まぁ今生の人生の半分を幼年学校と士官学校で過ごしてきたのだ。ようは、人を殺す技術を学ぶのに人生の半分を費やしたのだ。心は兎も角、体は惚れ惚れする程に教育の成果を証明して見せた。あるいはそういった過去の事例から、学校が心理的に葛藤を抱きにくい教育をしているのかも知れない。まぁ、どうでも良い事だが。
残る戦闘装甲戦闘車から次々とブラスターを構えた帝国軍の軽装歩兵が勢いよく降り立った。味方が殺られたのは誘導兵器によるものだと言う事は一目瞭然であるから、装甲車に乗ったままでいるのは危険極まりない。人数は予想通り合計八人。
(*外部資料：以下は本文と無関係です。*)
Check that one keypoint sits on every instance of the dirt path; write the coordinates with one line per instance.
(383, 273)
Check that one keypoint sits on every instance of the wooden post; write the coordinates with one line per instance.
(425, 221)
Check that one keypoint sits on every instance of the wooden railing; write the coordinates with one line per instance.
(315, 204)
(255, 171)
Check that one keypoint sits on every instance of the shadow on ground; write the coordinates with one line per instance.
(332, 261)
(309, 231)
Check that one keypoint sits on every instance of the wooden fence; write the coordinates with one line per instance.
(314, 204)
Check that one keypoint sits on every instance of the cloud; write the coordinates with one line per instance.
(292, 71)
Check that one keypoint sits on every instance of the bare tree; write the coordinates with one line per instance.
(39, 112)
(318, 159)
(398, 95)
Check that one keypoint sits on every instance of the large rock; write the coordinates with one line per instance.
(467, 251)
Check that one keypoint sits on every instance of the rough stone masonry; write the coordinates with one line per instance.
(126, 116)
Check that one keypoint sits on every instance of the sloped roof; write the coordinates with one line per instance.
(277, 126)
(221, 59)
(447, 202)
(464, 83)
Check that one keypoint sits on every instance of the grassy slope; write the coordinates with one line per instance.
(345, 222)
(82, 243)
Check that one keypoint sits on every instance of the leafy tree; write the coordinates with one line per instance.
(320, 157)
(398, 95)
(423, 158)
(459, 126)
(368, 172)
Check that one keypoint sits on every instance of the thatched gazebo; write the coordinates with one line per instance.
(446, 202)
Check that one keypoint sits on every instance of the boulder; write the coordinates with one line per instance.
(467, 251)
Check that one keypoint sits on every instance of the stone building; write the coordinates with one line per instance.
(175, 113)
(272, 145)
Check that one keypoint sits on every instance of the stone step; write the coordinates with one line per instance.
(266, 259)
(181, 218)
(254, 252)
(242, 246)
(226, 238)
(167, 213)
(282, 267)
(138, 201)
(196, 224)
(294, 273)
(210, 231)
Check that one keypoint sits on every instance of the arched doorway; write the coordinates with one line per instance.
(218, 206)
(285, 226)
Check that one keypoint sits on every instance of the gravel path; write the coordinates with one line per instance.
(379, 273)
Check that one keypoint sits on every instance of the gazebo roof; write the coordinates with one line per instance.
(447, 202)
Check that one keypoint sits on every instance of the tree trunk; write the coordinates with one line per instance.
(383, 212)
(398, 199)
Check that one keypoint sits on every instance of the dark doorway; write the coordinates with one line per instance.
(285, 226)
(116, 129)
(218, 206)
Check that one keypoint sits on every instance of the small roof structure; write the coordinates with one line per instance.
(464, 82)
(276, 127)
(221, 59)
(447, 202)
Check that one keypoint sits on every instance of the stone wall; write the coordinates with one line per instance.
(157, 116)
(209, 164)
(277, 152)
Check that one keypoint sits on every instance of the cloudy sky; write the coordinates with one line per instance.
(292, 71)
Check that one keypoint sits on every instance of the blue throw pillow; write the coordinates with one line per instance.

「降りるぞベアト。まぁ後はあの二人が片付けてくれるから大丈夫だと思いたいが……ベアト?」
ぼーっとこちらを見つめている従士に私は声をかける。
「えっ……は、はい!」
慌てて、しかし喜色の笑みを浮かべながらベアトは返答する。
「大丈夫か?気分が悪くなったか?」
「いえ、問題ありません。それよりも早く離脱しましょう!」
彼女らしからぬ少々浮足立った声を怪訝に思うが、実際早く離脱すべきであるのは明白だった。
勿体ない気もするが、一つ9000ディナールするランチャーを捨て、私はベアトに先導されブリザードに紛れながら迅速にその場を離れる。
ちらりと一度だけ後ろを見た。捨てられたランチャーは既に半分雪に埋もれていた。